If you were to ask an English-Speaking Canadian what his nationality was at any point prior to the First World War, the overwhelming likelihood is that he would tell you that he was British.
This is hardly surprising; for all intents and purposes, English Canadians of the era were British; they had a British culture (with a few ‘regional variations,’ some of which were humourously outlined in the works of Stephen Leacock), learned about British history and the glory of the British Empire in their schools, had a British form of government (whose laws could be overturned by the British Supreme Court), swore their allegiance to the British monarch, and lived under a constitution called the British North America Act.
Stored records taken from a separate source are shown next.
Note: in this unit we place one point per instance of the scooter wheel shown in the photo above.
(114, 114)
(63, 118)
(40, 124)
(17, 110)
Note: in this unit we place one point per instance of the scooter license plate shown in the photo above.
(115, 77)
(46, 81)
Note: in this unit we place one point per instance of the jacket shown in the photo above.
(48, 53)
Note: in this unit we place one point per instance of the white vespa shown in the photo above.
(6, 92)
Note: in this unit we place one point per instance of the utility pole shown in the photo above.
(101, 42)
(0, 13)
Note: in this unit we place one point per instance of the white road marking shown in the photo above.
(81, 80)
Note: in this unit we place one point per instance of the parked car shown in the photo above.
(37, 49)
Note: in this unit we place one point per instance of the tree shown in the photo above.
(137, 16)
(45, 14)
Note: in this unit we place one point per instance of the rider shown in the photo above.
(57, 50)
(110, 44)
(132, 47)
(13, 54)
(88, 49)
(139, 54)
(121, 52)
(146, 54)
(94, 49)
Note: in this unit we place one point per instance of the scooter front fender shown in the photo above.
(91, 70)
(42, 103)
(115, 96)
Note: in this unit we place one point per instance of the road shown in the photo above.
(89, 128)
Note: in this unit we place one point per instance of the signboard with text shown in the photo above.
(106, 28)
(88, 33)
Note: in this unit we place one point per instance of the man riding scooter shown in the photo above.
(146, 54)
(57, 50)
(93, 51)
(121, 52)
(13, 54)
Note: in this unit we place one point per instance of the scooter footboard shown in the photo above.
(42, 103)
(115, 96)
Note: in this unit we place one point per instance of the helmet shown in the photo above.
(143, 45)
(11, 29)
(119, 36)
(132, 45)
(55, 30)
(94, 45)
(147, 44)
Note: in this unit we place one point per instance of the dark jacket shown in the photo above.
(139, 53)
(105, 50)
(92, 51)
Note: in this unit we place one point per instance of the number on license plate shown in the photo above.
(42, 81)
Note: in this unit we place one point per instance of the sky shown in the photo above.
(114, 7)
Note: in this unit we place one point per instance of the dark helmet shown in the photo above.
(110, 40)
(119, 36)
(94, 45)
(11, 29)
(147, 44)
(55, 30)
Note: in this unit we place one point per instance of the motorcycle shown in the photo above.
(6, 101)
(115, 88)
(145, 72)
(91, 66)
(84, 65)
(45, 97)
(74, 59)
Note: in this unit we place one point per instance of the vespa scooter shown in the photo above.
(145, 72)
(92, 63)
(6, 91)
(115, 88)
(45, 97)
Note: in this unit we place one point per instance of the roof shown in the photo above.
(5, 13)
Now, of course, after World War One, all of this suddenly started to change; the war caused the population to sour (to some extent) upon the whole imperial project, and a sort of local nationalism began to flare-up, amongst the English-speaking population, for the first time. Greater political autonomy followed, and in and fits and starts over the next century or so, Canada gradually tried to assemble a national identity for itself–one which simultaneously distanced itself from its British past, avoided wholesale adoption of Americanism, and was defined broadly enough as to include both French and English speakers. While it is debatable the extent to which this was successful, Canadian nationalists eventually managed to define identity in terms of symbols (the maple leaf, hockey, the Canadian wilderness) and, especially, in terms of values.
Since these nationalists were overwhelmingly on the Left of the political spectrum (right wing intellectuals instead being initially in favour maintaining links to Britain, and then of building them with the United States), the values considered at the core of the Canadian identity are overwhelmingly the values of the Left: Humanism, egalitarianism, multiculturalism, environmentalism, peace and what is often erroneously referred to, by all sides of the political spectrum, as socialism (but is really a liberal economy with government intervention).
Needless to say, this has left Stephen Harper in a bit of an interesting situation, since his policies are diametrically opposed to so many of the values listed as being at the heart of the Canadian identity. His strategy of getting around this has been to try to recycle the old, prewar nationality.
Indeed, looking around Canada today, one gets the impression that everything old is new again. The Harper Regime is spending more than twenty-eight million dollars to commemorate the bicentenial of the War of 1812, while tellingly, they let the 30th anniversary of Canada’s new constitution pass with barely a mention. Meanwhile, the Canadian Navy and the Airforce have had their “Royal” appelation reapplied to them, and now we are hearing that we will even be sharing embassies with the British abroad. Everywhere, the old virtues of the Empire are being ballyhooed once again, and I’m almost surprised that they haven’t tried to bring back the old flag or anthem yet.
Now, of course, I have nothing against Britain: I’ll admit to being quite a connoisseur of their cultural exports. However, I feel no emotional attachment to Britain, and I would wager that the overwhelming majority of my compatriots would say the same. Thus, I expect that the Regime’s efforts will prove unsuccesful. This is 2012, not 1912: nearly twenty percent of Canadian citizens today were born in other countries, and I can’t imagine that or Francophone or Indigenous populations get overly misty thinking about the British Empire either. Moreover, I would guess that the overwhelming majority of British-descended citizens under the age of forty or so would tend to identify more strongly with post-war values. Most likely, what will happen is a historical anomaly, righting itself almost immediately on that long-awaited day when Harper is thrown out of office.